Well, there is this from the New York Times in 1854:
I does seem to be the only one on the Internet, though.
I noticed that people always put the time the signs appeared roughly in their grandparents time. So you'd have politicians in recent years talking about "No Irish Need Apply" signs in Boston in the 1930s, a time when the Irish largely ran the city, at least politically, and such signs weren't in evidence.
So far as I can tell the current version is that at one point in the early 19th century such signs or lines in ads appeared London, England. Irishmen wrote songs about that and when the songs were passed down the legend grew that such signs were common in the US.

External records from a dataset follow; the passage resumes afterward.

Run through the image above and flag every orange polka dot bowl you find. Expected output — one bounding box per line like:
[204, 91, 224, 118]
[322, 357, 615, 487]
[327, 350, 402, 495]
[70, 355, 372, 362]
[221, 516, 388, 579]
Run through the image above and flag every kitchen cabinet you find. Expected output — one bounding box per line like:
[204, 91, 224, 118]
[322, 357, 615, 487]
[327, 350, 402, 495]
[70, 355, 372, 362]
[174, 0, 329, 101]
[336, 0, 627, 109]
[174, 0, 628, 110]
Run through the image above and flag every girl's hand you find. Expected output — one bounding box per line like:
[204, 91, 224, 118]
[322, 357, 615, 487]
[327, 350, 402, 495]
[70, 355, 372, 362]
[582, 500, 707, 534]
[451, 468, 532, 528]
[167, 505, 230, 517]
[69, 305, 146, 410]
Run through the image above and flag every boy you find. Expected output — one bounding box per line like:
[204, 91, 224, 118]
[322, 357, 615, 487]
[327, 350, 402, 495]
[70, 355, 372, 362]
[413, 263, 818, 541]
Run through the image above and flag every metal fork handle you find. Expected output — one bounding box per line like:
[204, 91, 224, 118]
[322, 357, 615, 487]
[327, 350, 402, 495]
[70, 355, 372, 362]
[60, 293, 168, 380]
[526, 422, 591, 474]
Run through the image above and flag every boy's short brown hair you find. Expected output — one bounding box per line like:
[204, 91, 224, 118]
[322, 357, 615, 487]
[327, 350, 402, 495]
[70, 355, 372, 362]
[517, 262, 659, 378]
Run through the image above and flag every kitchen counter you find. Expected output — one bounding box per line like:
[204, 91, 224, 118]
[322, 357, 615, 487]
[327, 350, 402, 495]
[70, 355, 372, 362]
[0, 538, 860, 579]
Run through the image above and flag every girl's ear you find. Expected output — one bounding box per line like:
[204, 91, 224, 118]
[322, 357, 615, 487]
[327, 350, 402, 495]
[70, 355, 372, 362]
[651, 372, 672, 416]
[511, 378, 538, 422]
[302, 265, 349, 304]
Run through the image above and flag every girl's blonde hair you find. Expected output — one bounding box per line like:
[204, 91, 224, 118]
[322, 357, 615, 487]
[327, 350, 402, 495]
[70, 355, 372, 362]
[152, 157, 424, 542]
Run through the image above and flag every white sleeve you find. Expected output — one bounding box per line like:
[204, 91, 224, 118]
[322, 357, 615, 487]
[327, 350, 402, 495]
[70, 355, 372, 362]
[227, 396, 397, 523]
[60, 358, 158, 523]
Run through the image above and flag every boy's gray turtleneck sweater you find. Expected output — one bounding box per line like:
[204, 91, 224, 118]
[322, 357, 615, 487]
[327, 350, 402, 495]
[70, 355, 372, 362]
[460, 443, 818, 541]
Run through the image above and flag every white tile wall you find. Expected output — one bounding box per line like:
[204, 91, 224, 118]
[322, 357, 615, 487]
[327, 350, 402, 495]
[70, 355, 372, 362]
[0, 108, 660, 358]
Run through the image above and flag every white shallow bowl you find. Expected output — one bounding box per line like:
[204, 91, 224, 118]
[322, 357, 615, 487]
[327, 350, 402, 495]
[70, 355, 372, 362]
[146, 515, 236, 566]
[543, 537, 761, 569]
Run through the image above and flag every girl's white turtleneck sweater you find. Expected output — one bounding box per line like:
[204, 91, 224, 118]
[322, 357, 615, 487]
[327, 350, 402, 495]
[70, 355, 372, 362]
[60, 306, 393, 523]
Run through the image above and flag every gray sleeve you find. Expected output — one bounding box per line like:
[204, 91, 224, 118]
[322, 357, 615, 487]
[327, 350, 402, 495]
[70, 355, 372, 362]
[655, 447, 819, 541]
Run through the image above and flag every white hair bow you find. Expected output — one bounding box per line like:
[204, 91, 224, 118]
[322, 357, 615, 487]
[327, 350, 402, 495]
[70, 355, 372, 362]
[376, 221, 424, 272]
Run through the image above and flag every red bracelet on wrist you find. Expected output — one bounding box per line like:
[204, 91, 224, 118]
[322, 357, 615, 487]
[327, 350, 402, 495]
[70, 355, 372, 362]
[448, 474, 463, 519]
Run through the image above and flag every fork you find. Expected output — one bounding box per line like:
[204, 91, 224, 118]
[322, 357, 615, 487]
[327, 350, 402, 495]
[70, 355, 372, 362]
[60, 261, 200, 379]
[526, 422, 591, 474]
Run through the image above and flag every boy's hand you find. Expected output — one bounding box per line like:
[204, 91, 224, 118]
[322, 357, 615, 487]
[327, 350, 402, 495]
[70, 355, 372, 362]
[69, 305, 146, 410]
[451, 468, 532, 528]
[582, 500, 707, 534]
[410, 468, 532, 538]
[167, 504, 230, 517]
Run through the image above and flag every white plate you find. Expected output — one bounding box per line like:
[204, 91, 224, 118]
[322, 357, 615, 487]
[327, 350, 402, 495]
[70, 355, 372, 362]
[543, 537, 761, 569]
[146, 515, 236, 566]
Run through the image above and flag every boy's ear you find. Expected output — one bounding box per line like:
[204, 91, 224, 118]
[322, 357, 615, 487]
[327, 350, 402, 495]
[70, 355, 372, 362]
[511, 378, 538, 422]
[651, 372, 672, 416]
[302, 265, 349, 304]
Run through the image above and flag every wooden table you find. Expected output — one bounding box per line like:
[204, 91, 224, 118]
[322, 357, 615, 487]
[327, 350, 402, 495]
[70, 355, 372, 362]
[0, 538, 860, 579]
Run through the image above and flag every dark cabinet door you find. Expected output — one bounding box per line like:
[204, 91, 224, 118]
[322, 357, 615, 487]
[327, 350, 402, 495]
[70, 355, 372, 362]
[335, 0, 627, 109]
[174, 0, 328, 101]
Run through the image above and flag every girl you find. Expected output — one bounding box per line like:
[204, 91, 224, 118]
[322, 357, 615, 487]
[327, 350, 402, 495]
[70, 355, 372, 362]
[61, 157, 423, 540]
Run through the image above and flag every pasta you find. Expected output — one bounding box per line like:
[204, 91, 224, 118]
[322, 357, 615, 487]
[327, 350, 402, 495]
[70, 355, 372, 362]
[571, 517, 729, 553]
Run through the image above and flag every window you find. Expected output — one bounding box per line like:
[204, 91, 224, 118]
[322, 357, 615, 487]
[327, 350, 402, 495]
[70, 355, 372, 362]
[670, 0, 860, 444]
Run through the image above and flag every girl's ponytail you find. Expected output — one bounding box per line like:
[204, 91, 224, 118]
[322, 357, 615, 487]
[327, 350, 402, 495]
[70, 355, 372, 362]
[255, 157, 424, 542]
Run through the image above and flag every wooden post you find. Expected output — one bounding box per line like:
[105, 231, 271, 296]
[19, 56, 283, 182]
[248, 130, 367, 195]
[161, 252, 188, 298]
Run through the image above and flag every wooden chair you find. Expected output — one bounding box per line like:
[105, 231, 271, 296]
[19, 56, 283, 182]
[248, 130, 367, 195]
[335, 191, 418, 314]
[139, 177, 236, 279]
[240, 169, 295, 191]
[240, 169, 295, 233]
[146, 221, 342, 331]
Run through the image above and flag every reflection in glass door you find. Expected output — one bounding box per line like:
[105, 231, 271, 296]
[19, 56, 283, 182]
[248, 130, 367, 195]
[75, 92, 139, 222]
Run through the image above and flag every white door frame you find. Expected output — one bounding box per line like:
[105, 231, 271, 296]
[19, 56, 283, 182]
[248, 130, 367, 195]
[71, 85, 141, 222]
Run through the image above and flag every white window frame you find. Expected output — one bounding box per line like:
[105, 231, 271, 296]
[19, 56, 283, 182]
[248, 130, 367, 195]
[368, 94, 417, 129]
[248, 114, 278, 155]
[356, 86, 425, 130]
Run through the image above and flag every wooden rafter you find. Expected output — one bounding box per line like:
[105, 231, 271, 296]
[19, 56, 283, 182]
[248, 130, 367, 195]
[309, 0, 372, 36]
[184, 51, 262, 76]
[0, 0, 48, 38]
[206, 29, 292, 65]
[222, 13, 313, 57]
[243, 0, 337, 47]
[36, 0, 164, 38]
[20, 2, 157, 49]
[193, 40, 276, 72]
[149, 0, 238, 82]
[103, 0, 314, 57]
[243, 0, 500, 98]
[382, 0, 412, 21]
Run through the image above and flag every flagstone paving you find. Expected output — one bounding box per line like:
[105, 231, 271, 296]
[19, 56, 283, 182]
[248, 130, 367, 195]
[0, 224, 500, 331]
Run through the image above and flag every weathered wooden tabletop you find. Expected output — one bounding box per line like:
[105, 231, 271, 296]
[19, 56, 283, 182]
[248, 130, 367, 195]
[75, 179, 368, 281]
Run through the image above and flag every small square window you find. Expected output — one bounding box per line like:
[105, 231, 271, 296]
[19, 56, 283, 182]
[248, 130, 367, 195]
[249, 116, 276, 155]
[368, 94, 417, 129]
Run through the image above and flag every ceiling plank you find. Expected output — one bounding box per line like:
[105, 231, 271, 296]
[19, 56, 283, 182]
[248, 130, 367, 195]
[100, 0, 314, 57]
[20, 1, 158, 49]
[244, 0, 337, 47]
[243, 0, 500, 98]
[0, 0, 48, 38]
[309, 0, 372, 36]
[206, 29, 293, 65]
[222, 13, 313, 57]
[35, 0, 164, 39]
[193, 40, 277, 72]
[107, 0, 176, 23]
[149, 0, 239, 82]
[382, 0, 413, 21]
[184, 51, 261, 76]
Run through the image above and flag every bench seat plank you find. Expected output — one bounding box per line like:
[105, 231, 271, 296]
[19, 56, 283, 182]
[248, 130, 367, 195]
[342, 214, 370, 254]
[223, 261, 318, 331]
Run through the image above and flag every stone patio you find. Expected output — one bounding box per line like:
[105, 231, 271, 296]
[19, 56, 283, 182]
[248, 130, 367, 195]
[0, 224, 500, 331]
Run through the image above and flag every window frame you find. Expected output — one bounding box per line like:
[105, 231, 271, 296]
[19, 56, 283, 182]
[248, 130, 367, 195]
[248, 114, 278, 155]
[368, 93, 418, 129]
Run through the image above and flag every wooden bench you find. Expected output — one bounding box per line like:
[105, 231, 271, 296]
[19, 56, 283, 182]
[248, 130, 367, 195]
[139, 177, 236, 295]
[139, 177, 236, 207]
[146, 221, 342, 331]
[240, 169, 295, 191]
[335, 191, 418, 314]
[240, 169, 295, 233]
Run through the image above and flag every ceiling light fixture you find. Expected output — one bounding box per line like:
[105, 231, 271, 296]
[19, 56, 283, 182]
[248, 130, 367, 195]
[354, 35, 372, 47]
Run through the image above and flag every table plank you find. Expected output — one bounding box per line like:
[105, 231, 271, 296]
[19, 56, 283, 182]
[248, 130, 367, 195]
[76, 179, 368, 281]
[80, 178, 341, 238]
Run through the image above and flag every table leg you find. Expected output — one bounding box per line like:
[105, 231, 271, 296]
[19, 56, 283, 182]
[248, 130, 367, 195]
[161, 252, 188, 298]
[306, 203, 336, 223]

Something similar may be true of the "No Dogs or Jews" signs people claim to have seen on the lawns of fancy hotels. There may well have been such signs in Nazi Germany, but it's doubtful to me that any upscale hotel would be so blatant or that that particular wording was common in the US. There were other ways of getting the message across (i.e. restricted clientele).
http://tigger.uic.edu/~rjensen/no-irish.htm
In the entire file of the New York Times from 1851 to 1923, there are two NINA ads for men, one of which is for a teenager. Computer searches of classified help wanted ads in the daily editions of other online newspapers before 1923 such as the Booklyn Eagle, the Washington Post and the Chicago Tribune show that NINA ads for men were extremely rare--fewer than two per decade.
Unlike the employment market for men, the market for female servants included a small submarket in which religion or ethnicity was specified. Thus newspaper ads for nannies, cooks, maids, nurses and companions sometimes specified "Protestant Only." "I can't imagine, Carrie, why you object so strongly to a Roman Catholic," protests the husband in an 1854 short story. "Why, Edward, they are so ignorant, filthy, and superstitious. It would never do to trust the children alone with one, for there is no telling what they might learn." Intimate household relationships were delicate matters for some families, but the great majority of maids in large cities were Irish women, so the submarket that refused to hire them could not have been more than ten percent.